Asked if he ever envisaged the sales house growing to such an extent from his early days of involvement, Beeby replies candidly, “No. To be perfectly honest, no. I thought there was scope for development, but I never dreamed that we’d reach the heights that we have. We’ve done it really on the basis of trying to make the whole thing into a family and being on a one-to-one basis with people. The personal touch is the one that we’ve always used and it’s worked out very well. We were very fortunate that we had terrific contacts in Ireland. Initially, our Irish agent, Jack White, was very respected and terrific person. And he brought in Tim Hyde to join us. And we also had a connection on the National Hunt side with Padge Berry through Ken Oliver. We’ve always had tremendous support from Ireland and the Irish seem to love coming here. That’s been a terrific asset to us.”

He adds, “We felt that the join-up with Goffs was a natural progression. We’ve always set out to try to give people an alternative to Tattersalls. Tattersalls is marvellous, absolutely fantastic. Make no mistake about that. But competition is a great thing, it is good in any walk of life in my view.”

Within his own company, it wasn’t long before Beeby was facing competition from his own son, Henry, whom he credits as being “an outstanding auctioneer and a marvellous people person.”

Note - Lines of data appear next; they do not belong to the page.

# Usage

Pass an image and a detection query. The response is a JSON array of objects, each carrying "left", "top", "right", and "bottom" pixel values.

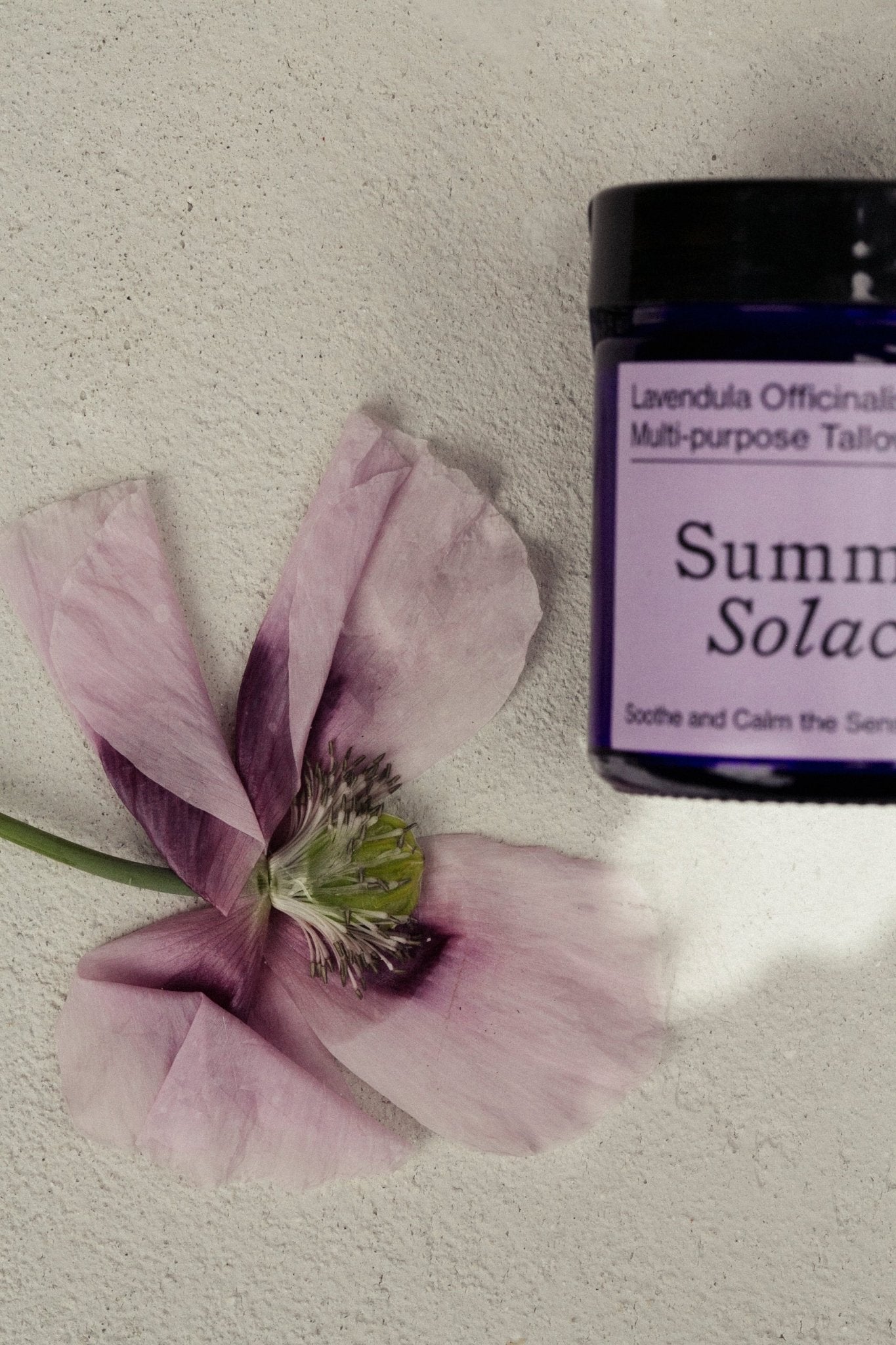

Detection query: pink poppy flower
[{"left": 0, "top": 416, "right": 660, "bottom": 1189}]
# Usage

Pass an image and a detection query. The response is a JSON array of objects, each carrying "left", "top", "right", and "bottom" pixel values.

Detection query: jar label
[{"left": 605, "top": 361, "right": 896, "bottom": 761}]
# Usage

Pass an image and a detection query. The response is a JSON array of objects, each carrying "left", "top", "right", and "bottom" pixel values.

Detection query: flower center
[{"left": 263, "top": 744, "right": 423, "bottom": 996}]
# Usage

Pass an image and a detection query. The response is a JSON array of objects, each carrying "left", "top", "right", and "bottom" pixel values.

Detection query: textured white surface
[{"left": 0, "top": 0, "right": 896, "bottom": 1345}]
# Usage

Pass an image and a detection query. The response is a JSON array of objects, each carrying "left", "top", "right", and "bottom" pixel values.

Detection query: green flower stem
[{"left": 0, "top": 812, "right": 195, "bottom": 896}]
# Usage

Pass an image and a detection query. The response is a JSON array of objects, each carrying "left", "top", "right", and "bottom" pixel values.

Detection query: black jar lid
[{"left": 588, "top": 179, "right": 896, "bottom": 308}]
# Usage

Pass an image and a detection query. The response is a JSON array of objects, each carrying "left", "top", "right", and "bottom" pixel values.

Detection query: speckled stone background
[{"left": 0, "top": 0, "right": 896, "bottom": 1345}]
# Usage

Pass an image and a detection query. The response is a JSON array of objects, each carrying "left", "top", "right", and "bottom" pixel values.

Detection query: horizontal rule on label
[{"left": 603, "top": 361, "right": 896, "bottom": 761}]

Certainly mixing those two skills with an in-depth knowledge of the bloodstock world is the potent blend required for the peculiar job of equine ringmaster and showman. As a mentor to some of the younger members of the Goffs UK team, Beeby has doubtless proved invaluable and in honing his own skills in this area he remains indebted to Ken Oliver.

“He’s who really drove me. We used to sit around the dining table and take bids off the wall and off the chimney and off this, off that. And it was even to the extent that he’d say, ‘When you’re lying in your bath, auction your toes just to get some flow going,’ and things like that. It’s all about confidence really.”

Confidence of course stems from knowing your subject matter, and in this regard Beeby was born for the job that he never considered to be a job. Not just the son of a trainer but the grandson of one of Britain’s largest dealers of polo ponies and hunters, horse trading was very much in his blood from the start.

“It would seem to be,” he says with a smile before returning his attention to the sales ring below him.